Est-ce la fin de la civilisation du livre, comme l’affirme Jean-François Sirinelli (L’Histoire est-elle encore française ?, CNRS, 2011) ?

C’est une question que l’on se pose tous, mais pour l’instant ce que je constate, c’est qu’internet joue plutôt le rôle de démultiplicateur du pouvoir du livre, qui fait toujours référence dans sa version papier. Ce qu’il y a d’inquiétant actuellement dans l’édition n’est, selon moi, pas imputable à internet mais à un émiettement du lectorat. Peut-être qu’internet a une responsabilité dans cette atomisation des champs parce que tout – ou presque - est  disponible, et qu’on peut avoir le sentiment que tout se vaut.

Il y a le risque de la « googlisation », où la quantité peut sembler faire office de référence, au détriment de la qualité…

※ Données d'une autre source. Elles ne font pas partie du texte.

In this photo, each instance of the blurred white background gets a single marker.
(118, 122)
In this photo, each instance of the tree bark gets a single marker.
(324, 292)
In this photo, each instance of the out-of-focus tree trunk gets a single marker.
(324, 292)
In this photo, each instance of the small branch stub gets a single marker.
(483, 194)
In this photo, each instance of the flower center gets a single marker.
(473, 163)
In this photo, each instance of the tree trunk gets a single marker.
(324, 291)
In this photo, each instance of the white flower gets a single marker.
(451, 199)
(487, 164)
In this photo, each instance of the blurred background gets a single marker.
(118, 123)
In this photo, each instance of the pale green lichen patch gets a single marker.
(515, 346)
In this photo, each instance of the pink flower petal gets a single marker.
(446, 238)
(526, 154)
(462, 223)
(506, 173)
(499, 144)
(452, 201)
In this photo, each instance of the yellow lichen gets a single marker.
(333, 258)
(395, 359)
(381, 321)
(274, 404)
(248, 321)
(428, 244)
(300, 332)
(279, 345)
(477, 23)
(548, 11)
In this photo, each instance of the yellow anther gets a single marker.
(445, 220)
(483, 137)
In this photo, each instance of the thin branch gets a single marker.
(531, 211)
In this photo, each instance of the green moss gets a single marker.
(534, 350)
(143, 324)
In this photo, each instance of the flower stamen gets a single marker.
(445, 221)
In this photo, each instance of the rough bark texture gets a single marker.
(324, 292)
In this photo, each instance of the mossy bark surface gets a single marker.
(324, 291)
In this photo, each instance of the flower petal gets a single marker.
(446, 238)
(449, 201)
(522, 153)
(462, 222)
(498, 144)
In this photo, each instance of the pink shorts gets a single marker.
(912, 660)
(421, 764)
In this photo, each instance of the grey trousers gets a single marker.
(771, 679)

Bien sûr. Internet a tendance à effacer les instances de médiation en se présentant comme une réalité immédiate, ce qui est un piège. Je ne suis cependant pas persuadé que le pire soit sûr. C’est une forme culturelle qui, pour reprendre l’expression de Michel de Certeau, engendre des « arts de faire ». Etant moi-même un gros consommateur d’internet, je ne suis pas sûr que l’usager du net soit aussi naïf et dépourvu d’instruments critiques qu’on le croit. Je ne suis donc pas totalement convaincu par la perspective un peu apocalyptique consistant à redouter la fin de la civilisation du livre, mais je ne suis pas non plus un admirateur béat de la démultiplication des capacités offertes par internet. Quoiqu’il en soit, en tant qu’usager, ça a totalement transformé ma façon d’exercer mon métier d’enseignant-chercheur. Je ne fais plus le même métier qu’il y a dix ans, et je n’ai pas fini d’en mesurer les conséquences.

Merci.

Hervé Drévillon est professeur d’histoire moderne à l’université Paris 1 Panthéon- Sorbonne. Il dirige le département Histoire de la défense et de l’armement de l’IRSEM, ainsi que l’Institut des Etudes sur la Guerre et la Paix (Paris 1).

Il a publié, entre autres :

-          Les rois absolus (1629-1715), Belin, 2011.

-          Batailles. Scènes de guerre de la Table ronde aux tranchées, Seuil (coll. « L’univers historique »), 2009.

-          L’impôt du sang. Le métier des armes sous Louis XIV, Tallandier, 2005.

-          Croiser le fer. Violence et culture de l’épée dans la France moderne (XVIe-XVIIIe siècle), Champ Vallon, 2002 (avec P. Serna et P. Brioist).

-          Histoire culturelle de la France XVIe-XVIIIe siècle, A. Colin (coll. « Campus »), 2002.

-          Lire et écrire l’avenir. L’astrologie dans la France du Grand Siècle (1610-1715), Champ Vallon, 1996.